Dept. of Computer Science and Information Engineering, National Cheng Kung University, Tainan, 701, Taiwan.
Department of Medical Sciences Industry, Chang Jung Christian University, Tainan, 711, Taiwan.
Biomed Eng Online. 2019 Sep 4;18(1):92. doi: 10.1186/s12938-019-0712-8.
Sleep problem or disturbance often exists in pain or neurological/psychiatric diseases. However, sleep scoring is a time-consuming tedious labor. Very few studies discuss the 5-stage (wake/NREM1/NREM2/transition sleep/REM) automatic fine analysis of wake-sleep stages in rodent models. The present study aimed to develop and validate an automatic rule-based classification of 5-stage wake-sleep pattern in acid-induced widespread hyperalgesia model of the rat.
The overall agreement between two experts' consensus and automatic scoring in the 5-stage and 3-stage analyses were 92.32% (κ = 0.88) and 94.97% (κ = 0.91), respectively. Standard deviation of the accuracy among all rats was only 2.93%. Both frontal-occipital EEG and parietal EEG data showed comparable accuracies. The results demonstrated the performance of the proposed method with high accuracy and reliability. Subtle changes exhibited in the 5-stage wake-sleep analysis but not in the 3-stage analysis during hyperalgesia development of the acid-induced pain model.

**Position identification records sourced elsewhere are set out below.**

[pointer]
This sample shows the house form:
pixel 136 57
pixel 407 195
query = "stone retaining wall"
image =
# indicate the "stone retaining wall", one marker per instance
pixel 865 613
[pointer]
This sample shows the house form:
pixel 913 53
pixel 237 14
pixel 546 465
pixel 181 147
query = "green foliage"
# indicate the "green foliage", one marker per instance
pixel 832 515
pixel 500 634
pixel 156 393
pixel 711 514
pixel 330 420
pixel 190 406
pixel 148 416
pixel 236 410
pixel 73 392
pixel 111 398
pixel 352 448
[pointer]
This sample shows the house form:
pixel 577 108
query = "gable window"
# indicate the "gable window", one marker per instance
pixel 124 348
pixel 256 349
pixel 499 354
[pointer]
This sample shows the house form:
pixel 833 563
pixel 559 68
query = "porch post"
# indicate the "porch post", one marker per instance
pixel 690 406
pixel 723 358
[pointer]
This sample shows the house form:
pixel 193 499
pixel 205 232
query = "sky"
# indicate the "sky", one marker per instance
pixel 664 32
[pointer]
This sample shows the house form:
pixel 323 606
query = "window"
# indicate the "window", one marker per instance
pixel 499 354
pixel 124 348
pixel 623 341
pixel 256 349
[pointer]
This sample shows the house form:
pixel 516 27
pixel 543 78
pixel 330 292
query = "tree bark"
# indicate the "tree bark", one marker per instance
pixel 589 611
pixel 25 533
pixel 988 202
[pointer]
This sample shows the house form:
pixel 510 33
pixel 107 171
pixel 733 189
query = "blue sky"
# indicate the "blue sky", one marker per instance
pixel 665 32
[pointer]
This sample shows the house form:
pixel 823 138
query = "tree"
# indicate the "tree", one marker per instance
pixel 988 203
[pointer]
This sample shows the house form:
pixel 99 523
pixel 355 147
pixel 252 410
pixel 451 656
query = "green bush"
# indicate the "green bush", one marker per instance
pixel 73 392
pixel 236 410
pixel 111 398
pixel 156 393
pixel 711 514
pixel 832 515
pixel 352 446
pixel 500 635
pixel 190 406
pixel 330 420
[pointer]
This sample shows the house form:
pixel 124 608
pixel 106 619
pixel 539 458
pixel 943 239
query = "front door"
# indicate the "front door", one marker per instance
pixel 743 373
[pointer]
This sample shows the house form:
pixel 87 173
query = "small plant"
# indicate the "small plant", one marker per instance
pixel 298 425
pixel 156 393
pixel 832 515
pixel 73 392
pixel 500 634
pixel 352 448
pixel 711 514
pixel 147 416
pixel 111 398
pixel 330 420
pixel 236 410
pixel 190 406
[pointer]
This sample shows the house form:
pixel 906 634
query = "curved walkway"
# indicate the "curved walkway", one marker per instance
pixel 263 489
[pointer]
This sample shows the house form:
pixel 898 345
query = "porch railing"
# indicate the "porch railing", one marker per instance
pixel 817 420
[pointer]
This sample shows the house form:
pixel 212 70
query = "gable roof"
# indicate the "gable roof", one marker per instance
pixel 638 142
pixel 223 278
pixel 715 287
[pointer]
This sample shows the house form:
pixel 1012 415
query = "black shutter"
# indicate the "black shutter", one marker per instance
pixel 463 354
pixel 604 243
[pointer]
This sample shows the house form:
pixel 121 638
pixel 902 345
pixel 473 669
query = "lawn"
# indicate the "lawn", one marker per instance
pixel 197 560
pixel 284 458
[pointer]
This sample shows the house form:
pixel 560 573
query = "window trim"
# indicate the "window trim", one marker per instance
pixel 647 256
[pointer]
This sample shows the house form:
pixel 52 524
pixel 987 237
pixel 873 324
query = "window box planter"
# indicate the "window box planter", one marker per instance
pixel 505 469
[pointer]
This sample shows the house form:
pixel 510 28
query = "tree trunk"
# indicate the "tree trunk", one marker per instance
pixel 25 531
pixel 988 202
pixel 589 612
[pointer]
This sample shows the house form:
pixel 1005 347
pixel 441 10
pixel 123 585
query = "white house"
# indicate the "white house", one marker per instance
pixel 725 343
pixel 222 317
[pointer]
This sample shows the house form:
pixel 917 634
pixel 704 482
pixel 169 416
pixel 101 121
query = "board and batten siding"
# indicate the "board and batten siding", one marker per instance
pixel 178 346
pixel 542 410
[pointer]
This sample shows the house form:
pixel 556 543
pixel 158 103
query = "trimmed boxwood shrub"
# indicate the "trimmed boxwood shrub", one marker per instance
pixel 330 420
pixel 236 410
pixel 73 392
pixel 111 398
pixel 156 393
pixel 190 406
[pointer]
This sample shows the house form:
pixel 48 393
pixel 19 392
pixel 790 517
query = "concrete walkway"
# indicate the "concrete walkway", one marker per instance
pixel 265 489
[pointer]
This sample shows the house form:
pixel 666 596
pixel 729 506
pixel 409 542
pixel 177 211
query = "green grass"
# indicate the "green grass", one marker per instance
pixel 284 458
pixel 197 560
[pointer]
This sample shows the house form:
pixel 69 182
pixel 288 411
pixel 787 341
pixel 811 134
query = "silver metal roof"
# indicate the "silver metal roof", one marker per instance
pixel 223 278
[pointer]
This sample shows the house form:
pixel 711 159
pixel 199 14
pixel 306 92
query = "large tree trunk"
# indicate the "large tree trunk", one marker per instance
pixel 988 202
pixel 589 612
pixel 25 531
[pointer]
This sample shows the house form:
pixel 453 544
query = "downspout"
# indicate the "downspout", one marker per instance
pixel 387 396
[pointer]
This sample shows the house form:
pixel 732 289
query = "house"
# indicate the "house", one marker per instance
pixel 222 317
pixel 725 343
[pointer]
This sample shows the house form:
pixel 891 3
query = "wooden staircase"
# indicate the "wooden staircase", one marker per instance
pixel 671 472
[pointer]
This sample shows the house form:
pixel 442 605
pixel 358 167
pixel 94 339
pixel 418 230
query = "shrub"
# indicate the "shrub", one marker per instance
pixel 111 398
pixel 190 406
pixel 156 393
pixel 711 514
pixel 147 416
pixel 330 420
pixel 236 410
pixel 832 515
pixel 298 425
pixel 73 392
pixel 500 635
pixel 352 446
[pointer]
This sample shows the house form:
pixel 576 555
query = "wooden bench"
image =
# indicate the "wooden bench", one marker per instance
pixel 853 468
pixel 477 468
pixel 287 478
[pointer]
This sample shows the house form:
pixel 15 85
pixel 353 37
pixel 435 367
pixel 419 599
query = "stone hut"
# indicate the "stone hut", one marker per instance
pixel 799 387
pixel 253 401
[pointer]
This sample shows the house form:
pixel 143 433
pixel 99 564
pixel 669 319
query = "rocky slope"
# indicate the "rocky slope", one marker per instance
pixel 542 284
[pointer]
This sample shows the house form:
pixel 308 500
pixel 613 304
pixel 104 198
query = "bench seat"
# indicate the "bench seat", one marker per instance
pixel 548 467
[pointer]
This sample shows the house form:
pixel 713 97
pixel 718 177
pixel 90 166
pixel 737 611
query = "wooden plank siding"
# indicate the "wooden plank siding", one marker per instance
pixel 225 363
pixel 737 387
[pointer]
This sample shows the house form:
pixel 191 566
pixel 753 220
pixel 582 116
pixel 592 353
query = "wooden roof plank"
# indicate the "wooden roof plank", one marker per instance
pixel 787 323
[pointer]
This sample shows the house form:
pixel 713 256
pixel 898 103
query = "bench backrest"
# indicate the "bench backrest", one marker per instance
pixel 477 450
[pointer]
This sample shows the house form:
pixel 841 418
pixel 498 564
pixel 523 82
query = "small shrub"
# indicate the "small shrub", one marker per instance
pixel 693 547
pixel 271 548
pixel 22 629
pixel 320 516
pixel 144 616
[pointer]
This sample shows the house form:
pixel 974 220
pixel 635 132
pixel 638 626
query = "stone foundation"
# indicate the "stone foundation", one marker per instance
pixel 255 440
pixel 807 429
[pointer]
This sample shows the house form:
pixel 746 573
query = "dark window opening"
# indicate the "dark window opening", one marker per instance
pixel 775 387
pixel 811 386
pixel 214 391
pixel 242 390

Compared with existing methods, our method can automatically classify vigilance states into 5-stage or 3-stage wake-sleep pattern with a promising high agreement with sleep experts.
In this study, we have performed and validated a reliable automated sleep scoring system in rats. The classification algorithm is less computation power, a high robustness, and consistency of results. The algorithm can be implanted into a versatile wireless portable monitoring system for real-time analysis in the future.
疼痛或神经/精神疾病常伴有睡眠问题或障碍。然而,睡眠评分是一项耗时费力的工作。很少有研究讨论过在啮齿动物模型中对清醒-睡眠阶段进行 5 阶段(觉醒/NREM1/NREM2/过渡睡眠/REM)的自动精细分析。本研究旨在开发和验证一种基于规则的自动分类方法,用于分析酸诱导的广泛痛觉过敏模型中大鼠的 5 阶段清醒-睡眠模式。
两位专家共识和自动评分在 5 阶段和 3 阶段分析中的总体一致性分别为 92.32%(κ=0.88)和 94.97%(κ=0.91)。所有大鼠的准确性标准差仅为 2.93%。额枕 EEG 和顶叶 EEG 数据均显示出相当的准确性。结果表明,所提出的方法具有高精度和高可靠性。在酸诱导疼痛模型的痛觉过敏发展过程中,5 阶段清醒-睡眠分析中表现出细微变化,但 3 阶段分析中则没有。与现有方法相比,我们的方法可以自动将警觉状态分类为 5 阶段或 3 阶段清醒-睡眠模式,与睡眠专家的高度一致。
在这项研究中,我们对大鼠进行了可靠的自动睡眠评分系统的性能验证。分类算法计算量小、鲁棒性高、结果一致性好。该算法可以植入到通用的无线便携式监测系统中,以便将来进行实时分析。